A while back, I sent you a dispatch from my kids’ elementary school Election Day bake sale in which I shared my ambivalence about this cherished school tradition. I loved the Norman Rockwell-esque buntings and flags and the kids clamoring to work behind the cash register, but I didn’t like seeing so much sugar go into the growing bodies of kids who — looking at the big societal picture — are getting way too much sugar in their diets already. (And as the organizer of the bake sale, I also expressed a little crankiness at being on my feet from dawn to dusk that day, literally.)
But even putting aside concerns about sugar, San Francisco school food reformer Dana Woldow (of PEACHSF.org) recently undertook a careful economic analysis of school bake sales, looking at the cost of ingredients and parent time/labor and questioning whether it’s an effective school fundraiser in the first place.
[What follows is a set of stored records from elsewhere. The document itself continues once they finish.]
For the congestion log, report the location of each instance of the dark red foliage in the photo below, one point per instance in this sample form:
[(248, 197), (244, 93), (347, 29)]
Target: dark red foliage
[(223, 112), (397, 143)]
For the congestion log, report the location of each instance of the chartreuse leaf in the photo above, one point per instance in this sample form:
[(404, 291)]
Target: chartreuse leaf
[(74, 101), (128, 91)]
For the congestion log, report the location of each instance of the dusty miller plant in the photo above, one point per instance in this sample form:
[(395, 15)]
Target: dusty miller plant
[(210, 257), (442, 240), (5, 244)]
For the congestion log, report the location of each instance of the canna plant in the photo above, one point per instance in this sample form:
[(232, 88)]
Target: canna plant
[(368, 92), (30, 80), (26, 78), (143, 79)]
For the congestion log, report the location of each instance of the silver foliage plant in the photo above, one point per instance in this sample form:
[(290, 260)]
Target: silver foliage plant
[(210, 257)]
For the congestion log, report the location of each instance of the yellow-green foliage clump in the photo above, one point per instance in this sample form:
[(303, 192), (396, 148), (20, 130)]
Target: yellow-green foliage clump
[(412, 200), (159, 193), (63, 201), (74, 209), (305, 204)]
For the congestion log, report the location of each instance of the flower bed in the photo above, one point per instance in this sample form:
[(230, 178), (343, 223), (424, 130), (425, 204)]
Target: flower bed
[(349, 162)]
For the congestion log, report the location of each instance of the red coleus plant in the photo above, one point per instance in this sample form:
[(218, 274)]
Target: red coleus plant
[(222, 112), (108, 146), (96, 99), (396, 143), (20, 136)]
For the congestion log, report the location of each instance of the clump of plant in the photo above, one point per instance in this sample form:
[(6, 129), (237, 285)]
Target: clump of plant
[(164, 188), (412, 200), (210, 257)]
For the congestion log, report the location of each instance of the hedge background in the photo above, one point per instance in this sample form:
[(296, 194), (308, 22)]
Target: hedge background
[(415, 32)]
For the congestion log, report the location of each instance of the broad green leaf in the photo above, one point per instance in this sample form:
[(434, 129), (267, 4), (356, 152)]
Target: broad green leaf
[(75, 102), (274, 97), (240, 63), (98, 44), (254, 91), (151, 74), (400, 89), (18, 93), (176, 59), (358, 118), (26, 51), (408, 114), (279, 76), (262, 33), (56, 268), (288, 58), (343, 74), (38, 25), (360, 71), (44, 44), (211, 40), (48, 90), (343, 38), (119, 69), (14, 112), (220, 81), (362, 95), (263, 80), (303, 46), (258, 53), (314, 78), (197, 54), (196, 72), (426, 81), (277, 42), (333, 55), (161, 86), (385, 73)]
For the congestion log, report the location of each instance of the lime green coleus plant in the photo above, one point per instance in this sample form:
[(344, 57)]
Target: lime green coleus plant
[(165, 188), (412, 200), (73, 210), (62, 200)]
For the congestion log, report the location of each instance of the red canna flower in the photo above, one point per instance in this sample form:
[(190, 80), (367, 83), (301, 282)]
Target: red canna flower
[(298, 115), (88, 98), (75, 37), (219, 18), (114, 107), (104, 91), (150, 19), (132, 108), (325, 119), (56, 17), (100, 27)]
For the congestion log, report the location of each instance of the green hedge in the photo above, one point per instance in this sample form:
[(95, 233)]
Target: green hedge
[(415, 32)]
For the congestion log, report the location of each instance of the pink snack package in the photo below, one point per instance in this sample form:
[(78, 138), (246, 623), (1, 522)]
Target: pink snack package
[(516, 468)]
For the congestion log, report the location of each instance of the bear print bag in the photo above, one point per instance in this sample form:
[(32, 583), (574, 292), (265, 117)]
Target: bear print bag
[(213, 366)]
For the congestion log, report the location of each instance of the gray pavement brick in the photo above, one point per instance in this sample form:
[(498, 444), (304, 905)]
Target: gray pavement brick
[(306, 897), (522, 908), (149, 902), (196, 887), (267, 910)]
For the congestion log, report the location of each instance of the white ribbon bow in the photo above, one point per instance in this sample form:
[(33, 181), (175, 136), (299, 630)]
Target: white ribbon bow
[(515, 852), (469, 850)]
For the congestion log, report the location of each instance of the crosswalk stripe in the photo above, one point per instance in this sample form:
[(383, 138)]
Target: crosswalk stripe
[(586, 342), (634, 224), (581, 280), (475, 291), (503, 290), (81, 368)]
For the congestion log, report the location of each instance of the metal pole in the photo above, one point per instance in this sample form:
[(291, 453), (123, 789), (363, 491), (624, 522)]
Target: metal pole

Her findings might surprise you.
But regardless of the economics, the school bake sale holds a sacred place in the national consciousness that no amount of clear rationality is likely to affect. In late 2010, just before the historic passage of the Healthy Hunger Free Kids Act (which overhauled school meals), Sarah Palin and other politicians stirred up opposition to the legislation by claiming it would bar school bake sales and candy fundraisers. In response, Agriculture Secretary Tom Vilsack actually felt the need to write a letter to Congress to reassure the American public that school bake sales (if conducted after school) were safe from harm.
So, what do you think about all this? Do you think the bake sale tradition should be preserved at all costs? Or do you think rising rates of childhood (and adult) obesity and related diseases will eventually spell the demise of the all-American school bake sale?